New regs for Monday: Coal dust, fire safety standards on airplanes, malaria drugs

Monday's edition of the Federal Register contains new rules for coal miners who are exposed to harmful dust, fire safety standards on airplanes, and the development of pharmaceutical drugs to treat tropic diseases such as malaria.

Here's what is happening:

Coal: The Mine Safety and Health Administration (MSHA) is moving forward with new rules intended to lower miners' exposure to coal mine dust, the agency said Thursday.

The MSHA announced a plan to require coal miners to wear continuous personal dust monitors in May, so the agency could collect information on their exposure rates as it considers how to best address the problem.

On Thursday, the White House's Office of Management and Budget approved the information collection request from MSHA, which goes into effect on Aug. 1.

Fire! The Federal Aviation Administration is looking to upgrade its fire safety standards on some airplanes, the agency announced Thursday.

The rules would establish new fire safety standards for the cargo compartments on airplanes, which would bring the U.S. standards in line with those of European regulators.

The public has 90 days to comment.

Pharmaceuticals: The Food and Drug Administration (FDA) is looking to encourage the development of drugs to treat or prevent neglected tropical diseases in the developing world, the agency said Thursday.

The FDA is issuing new guidance, detailing the procedures pharmaceutical companies should undertake when developing these drugs, including rules for clinical trial designs and internal review standards.

Some well-recognized tropical diseases include leprosy, malaria, and tuberculosis.
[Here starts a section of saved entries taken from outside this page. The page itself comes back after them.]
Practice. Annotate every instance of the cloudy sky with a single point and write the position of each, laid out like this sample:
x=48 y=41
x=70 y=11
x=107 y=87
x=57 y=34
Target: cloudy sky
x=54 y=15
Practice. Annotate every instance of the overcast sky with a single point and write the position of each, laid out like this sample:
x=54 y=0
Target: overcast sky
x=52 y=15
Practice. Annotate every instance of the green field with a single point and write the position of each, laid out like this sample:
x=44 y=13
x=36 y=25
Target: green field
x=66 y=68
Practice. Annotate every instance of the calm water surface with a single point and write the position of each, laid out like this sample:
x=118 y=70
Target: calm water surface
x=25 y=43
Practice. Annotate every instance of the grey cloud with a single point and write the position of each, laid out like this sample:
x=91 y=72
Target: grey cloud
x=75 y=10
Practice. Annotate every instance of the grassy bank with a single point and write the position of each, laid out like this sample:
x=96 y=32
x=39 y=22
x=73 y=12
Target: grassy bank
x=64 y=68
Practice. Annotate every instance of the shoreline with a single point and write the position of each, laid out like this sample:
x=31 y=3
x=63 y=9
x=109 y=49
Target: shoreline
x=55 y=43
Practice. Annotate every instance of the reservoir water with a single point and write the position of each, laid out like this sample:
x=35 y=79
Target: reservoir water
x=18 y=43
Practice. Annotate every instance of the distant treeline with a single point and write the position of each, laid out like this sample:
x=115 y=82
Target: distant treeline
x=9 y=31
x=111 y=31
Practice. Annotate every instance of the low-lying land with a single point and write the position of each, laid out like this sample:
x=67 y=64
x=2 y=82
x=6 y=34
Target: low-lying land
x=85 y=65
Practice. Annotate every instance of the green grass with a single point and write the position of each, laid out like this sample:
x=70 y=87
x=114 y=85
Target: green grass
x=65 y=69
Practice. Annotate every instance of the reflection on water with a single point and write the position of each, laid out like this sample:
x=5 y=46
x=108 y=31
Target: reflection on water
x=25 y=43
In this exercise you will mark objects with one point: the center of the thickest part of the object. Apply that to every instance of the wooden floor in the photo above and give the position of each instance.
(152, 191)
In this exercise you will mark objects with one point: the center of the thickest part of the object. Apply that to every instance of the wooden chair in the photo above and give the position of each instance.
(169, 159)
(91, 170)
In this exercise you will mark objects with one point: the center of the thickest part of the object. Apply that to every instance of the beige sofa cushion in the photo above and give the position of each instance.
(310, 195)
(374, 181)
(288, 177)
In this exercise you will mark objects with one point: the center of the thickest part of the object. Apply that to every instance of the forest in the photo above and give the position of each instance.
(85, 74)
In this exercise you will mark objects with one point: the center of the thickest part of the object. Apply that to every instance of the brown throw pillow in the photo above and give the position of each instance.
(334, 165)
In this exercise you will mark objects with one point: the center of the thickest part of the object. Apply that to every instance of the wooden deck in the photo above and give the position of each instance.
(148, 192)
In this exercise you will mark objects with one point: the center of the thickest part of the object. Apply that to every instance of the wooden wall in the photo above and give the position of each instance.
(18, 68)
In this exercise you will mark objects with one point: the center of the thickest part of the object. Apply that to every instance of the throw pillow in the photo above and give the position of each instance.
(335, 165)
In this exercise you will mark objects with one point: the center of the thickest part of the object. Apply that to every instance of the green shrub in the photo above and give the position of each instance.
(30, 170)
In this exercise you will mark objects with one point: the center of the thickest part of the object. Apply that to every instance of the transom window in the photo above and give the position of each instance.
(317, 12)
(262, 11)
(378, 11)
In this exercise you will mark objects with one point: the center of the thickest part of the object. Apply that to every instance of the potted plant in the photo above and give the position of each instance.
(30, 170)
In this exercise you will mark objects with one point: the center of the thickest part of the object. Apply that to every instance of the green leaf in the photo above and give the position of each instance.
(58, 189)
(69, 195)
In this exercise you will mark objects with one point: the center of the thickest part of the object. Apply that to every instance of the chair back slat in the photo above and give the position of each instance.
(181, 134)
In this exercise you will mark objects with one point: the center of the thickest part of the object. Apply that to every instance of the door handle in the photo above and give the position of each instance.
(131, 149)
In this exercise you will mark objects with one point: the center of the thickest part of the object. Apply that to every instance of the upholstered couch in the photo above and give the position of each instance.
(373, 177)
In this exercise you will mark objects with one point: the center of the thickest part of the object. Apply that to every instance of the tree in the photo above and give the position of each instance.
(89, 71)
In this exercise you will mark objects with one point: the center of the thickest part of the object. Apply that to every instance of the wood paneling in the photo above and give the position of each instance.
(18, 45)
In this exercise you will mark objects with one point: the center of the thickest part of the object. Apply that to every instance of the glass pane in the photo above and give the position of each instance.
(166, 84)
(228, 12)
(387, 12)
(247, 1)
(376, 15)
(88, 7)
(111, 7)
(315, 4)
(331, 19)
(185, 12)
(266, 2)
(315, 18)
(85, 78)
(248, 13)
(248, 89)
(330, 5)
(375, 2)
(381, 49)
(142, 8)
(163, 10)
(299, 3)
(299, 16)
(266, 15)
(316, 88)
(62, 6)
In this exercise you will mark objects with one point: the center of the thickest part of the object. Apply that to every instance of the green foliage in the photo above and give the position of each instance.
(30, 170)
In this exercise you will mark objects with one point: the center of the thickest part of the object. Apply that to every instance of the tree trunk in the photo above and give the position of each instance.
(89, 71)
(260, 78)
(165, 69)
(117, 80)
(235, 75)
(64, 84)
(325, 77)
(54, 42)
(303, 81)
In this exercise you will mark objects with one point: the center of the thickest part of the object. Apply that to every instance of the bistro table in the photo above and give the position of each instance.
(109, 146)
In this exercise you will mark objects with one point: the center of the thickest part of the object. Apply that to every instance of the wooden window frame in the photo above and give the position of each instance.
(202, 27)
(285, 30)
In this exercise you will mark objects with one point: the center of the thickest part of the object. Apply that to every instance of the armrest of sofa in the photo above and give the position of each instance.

Sanctions: The Treasury Department's Office of Foreign Assets Control is sanctioning government officials from the Central African Republican, including two of the country's former presidents and the leader of a rebel group. 

The sanctions go into effect immediately and block U.S. banks from doing business with these people.

IRS: The Internal Revenue Service is correcting errors made in a rule it published in May regarding the tax treatment of health insurance payments from qualified retirement plans, the agency announced Thursday.